Chris Arnot 

Back pain?

Well you shouldn't have squeezed those teenage spots. Chris Arnot on an unexpected link between sciatica and acne
  
  


Acne and sciatica are rarely spoken about in the same breath. One is considered a curse of youth, the other of age. But scientists in Birmingham are now actively pursuing a connection between the two. The theory is that people who get acne might be predisposed to sciatica in later life, and the long-term consequences for many thousands of sciatica sufferers could be profound. Instead of their pain being simply contained by anti-inflammatory drugs, it could be treated by a course of antibiotics - tablets targeted at a bacteria called probionibacterium acnes.

As the second part of that name suggests, the bacteria has hitherto been found emblazoned on burning cheeks and foreheads. Its discovery lurking at the base of sciatic spines came about, as so often with medical breakthroughs, quite by chance and in an unlikely setting.

The department of pathology at the Queen Elizabeth hospital in Birmingham hardly looks like a building at the cutting edge of medical science. In fact, it looks like a wooden shack. Beyond its deceptively small exterior, though, it opens out, Tardis-like, into a labyrinth of shabby corridors. Down one of them is the office of Professor Tom Elliott, consultant microbiologist, director of clinical laboratory services and a world leader in research into catheter-related infections in hospital patients, together with his colleague, Dr Peter Lambert, reader in pharmaceutical sciences at Aston University.

Eighteen months ago, the pair started developing blood tests to diagnose deep-seated infections in the spine. They needed a control group to provide a comparison with their own patients. Some 140 sciatica sufferers were duly supplied by Alistair Stirling, a surgeon at the nearby Royal Orthopaedic hospital. "We expected them to provide negative results," Elliott says. "But, to our astonishment, 50% proved positive. We thought there must have been a mistake. Some cross-reaction in the blood tests, perhaps. So we did them all again and got the same result. Was there an organism in there? Could it be true?"

Once again they prevailed on Stirling. This time he supplied tissue from his operations on patients with sciatica. "Nobody had ever cultured it before," El liott says. "We incubated the tissue on a plate and kept looking every day. Nothing. It was agonising. Normally something would show up after 48 hours, but I still had a suspicion something was there. I was prepared to wait three weeks if necessary. As it happened, it took seven days before pinpoint colonies of bacteria were spotted."

A eureka moment then?

"That came later when we carried out tests on tissue from another 36 patients and produced the same result."

Proof of the presence of the bacterium in the spine is one thing, but how did it get there in the first place? And what is the connection with acne?

"We know that people who are prone to sciatica can get initial attacks while in their 20s and 30s," says Elliott. "That could be as a result of a sporting injury sustained in the teens. Those with severe acne can all too easily scratch, squeeze or nick their spots, breaking small blood vessels and allowing organisms into the blood stream. The body has natural defence mechanisms to kill these foreign bodies. But some may manage to evade the defences. They're likely to see a damaged spine as a nice place to hide in and colonise."

Which would be all very well if the organisms simply laid low. Unfortunately, they have a habit of producing enzymes which can damage tissue around the infection. That may result in the disc becoming protruded and putting pressure on the nerve roots.

Since the Lancet published the results of their initial research, Elliott and Lambert have been inundated with emails, letters and phone calls from both sides of the Atlantic. The majority have come from specialists in back pain, none at all from dermatologists.

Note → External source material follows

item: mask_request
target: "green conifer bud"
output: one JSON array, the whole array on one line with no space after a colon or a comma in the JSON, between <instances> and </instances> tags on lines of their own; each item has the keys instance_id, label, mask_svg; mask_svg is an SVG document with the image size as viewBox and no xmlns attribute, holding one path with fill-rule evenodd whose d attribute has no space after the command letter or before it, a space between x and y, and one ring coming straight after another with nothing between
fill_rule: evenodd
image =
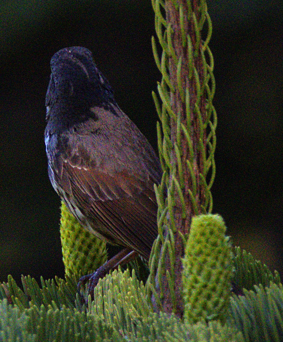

None the less, the next stage of the Birmingham scientists' project will be an epidemiological study into the unlikely link they've forged between skin and spine. Could any resulting antibiotic be helpful to those with acne as well as sufferers from sciatica?

Probably not, says Elliott. "The main emphasis of our work will continue to be on the disc rather than the face."

While we wait for further results, acne sufferers might do well to take note that squeezing those spots could be doing damage in the long term. And not just to your complexion.